Billene said “an operable environment needs to happen” for the services to be restored, including safety guarantees for service workers, NPR reports. She said the federal government is considering “peace talks in the coming weeks.” Tigray forces, however, have accused Ethiopian forces of launching new attacks. Billene said the claims are “a mechanism to deflect” from peace discussions.

Tigray’s government said it would agree to talks “with no preconditions,” which Billene ensured on Aug. 19. However, those talks were abandoned as tensions boiled over on Aug. 24 when gunfire resumed.

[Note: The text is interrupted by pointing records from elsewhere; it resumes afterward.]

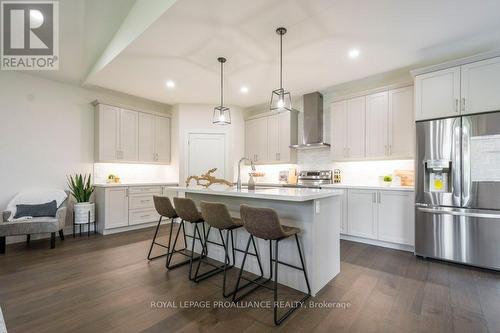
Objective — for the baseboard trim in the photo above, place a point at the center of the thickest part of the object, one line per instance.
(375, 242)
(130, 228)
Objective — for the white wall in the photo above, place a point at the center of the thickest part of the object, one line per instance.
(47, 130)
(198, 118)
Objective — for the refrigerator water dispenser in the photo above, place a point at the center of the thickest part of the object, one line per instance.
(437, 174)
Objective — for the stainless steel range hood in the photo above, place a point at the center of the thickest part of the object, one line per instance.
(313, 123)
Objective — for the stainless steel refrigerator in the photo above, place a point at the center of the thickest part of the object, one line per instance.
(457, 210)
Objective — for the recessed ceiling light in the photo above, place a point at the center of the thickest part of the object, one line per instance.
(354, 53)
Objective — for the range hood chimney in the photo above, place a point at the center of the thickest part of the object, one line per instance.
(313, 123)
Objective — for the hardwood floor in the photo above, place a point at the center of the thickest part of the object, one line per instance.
(105, 284)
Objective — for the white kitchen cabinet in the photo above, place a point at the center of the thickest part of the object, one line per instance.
(268, 138)
(147, 137)
(108, 127)
(162, 139)
(339, 131)
(395, 217)
(382, 215)
(401, 127)
(129, 136)
(122, 208)
(115, 207)
(123, 135)
(377, 129)
(362, 213)
(480, 86)
(356, 128)
(437, 94)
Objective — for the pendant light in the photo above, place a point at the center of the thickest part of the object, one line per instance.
(280, 98)
(222, 115)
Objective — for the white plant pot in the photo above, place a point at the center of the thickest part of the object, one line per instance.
(82, 210)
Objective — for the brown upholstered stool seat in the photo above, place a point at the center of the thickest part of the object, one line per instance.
(217, 216)
(290, 231)
(186, 209)
(265, 224)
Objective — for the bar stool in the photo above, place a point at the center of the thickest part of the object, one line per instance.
(187, 211)
(264, 223)
(163, 207)
(217, 216)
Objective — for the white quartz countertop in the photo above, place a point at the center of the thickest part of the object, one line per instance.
(132, 184)
(370, 187)
(282, 193)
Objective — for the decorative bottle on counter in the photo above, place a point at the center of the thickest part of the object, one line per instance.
(337, 177)
(251, 184)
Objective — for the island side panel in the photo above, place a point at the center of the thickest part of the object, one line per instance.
(297, 214)
(326, 245)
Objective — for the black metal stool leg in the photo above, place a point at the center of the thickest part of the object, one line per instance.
(216, 269)
(173, 251)
(155, 243)
(279, 320)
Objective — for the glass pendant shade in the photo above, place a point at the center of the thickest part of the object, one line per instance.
(281, 100)
(222, 114)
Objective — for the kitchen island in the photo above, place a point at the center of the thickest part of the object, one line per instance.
(316, 212)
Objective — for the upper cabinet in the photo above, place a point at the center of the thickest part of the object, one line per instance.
(481, 86)
(466, 89)
(268, 137)
(401, 129)
(438, 94)
(376, 126)
(130, 136)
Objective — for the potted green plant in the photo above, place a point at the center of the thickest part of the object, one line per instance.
(81, 189)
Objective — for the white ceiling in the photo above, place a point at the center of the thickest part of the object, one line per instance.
(184, 43)
(85, 29)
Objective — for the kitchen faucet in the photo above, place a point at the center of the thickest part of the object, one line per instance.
(238, 183)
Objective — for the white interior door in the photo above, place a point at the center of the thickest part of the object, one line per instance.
(207, 151)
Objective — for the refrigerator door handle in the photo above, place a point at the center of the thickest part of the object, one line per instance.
(449, 211)
(456, 162)
(466, 164)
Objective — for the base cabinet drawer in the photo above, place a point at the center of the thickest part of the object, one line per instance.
(154, 190)
(141, 202)
(142, 216)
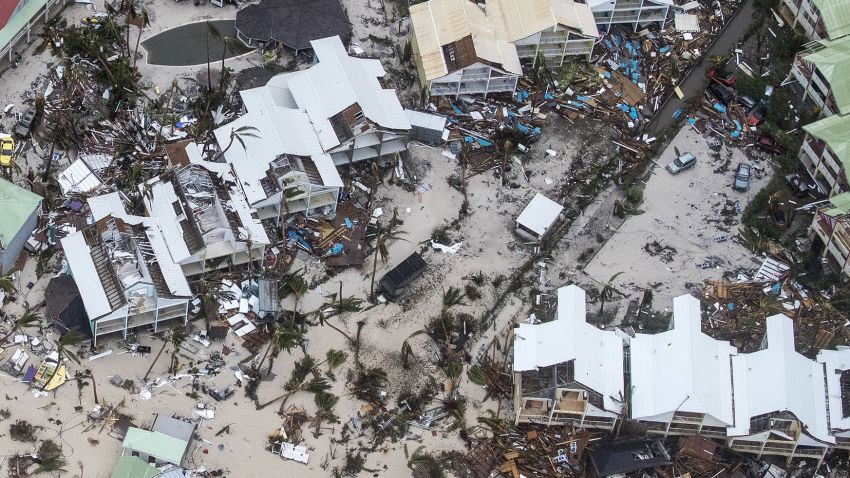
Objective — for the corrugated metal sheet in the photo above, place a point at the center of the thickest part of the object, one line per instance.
(78, 178)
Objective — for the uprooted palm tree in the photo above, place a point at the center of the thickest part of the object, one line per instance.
(212, 293)
(239, 134)
(285, 337)
(384, 238)
(368, 384)
(325, 402)
(71, 337)
(607, 292)
(7, 284)
(176, 339)
(28, 319)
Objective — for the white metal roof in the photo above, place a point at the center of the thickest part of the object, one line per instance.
(105, 205)
(540, 214)
(835, 362)
(598, 354)
(608, 5)
(686, 22)
(292, 114)
(78, 177)
(777, 379)
(78, 255)
(682, 369)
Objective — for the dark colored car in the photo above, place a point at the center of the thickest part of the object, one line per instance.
(742, 177)
(756, 115)
(747, 102)
(768, 144)
(796, 183)
(25, 124)
(721, 76)
(720, 93)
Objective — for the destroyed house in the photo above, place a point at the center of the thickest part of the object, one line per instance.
(18, 219)
(780, 405)
(463, 47)
(291, 23)
(305, 124)
(125, 274)
(836, 365)
(619, 459)
(830, 233)
(825, 153)
(167, 442)
(823, 72)
(568, 371)
(633, 13)
(818, 19)
(205, 218)
(681, 379)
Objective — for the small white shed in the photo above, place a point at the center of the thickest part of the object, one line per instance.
(538, 217)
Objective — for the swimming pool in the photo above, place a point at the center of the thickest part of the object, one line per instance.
(186, 45)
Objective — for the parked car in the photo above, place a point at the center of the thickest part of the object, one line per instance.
(721, 76)
(747, 102)
(756, 115)
(7, 149)
(25, 124)
(720, 93)
(766, 143)
(742, 177)
(97, 20)
(796, 183)
(682, 163)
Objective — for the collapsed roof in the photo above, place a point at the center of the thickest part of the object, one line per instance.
(293, 23)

Both sides blamed the other for the return to conflict.

“Leaving aside all the peace options presented by the government, the terrorist group, the TPLF(Tigray People Liberation Front)…launched an attack this morning in the eastern front in Biso Ber, Zobl and Tekulesh directions starting from 5 AM…” the Aug. 24 statement said, adding that with the measure, Tigrayan forces “officially broke the ceasefire.”

However, a few hours before, the Tigray External Affairs Office released a statement accusing the federal government of spending the previous five days “repositioning an offensive front.”

“The enemy, after laying an unprecedented siege to the people of Tigray and committing unimaginable and unforgettable atrocities, and assuming that the people of Tigray, having been severely weakened, can now be finished off through fighting, has intensified the genocidal war on the people of Tigray through its flagrant violation of the cessation of hostilities agreement that had been in place for a few months,” the office wrote.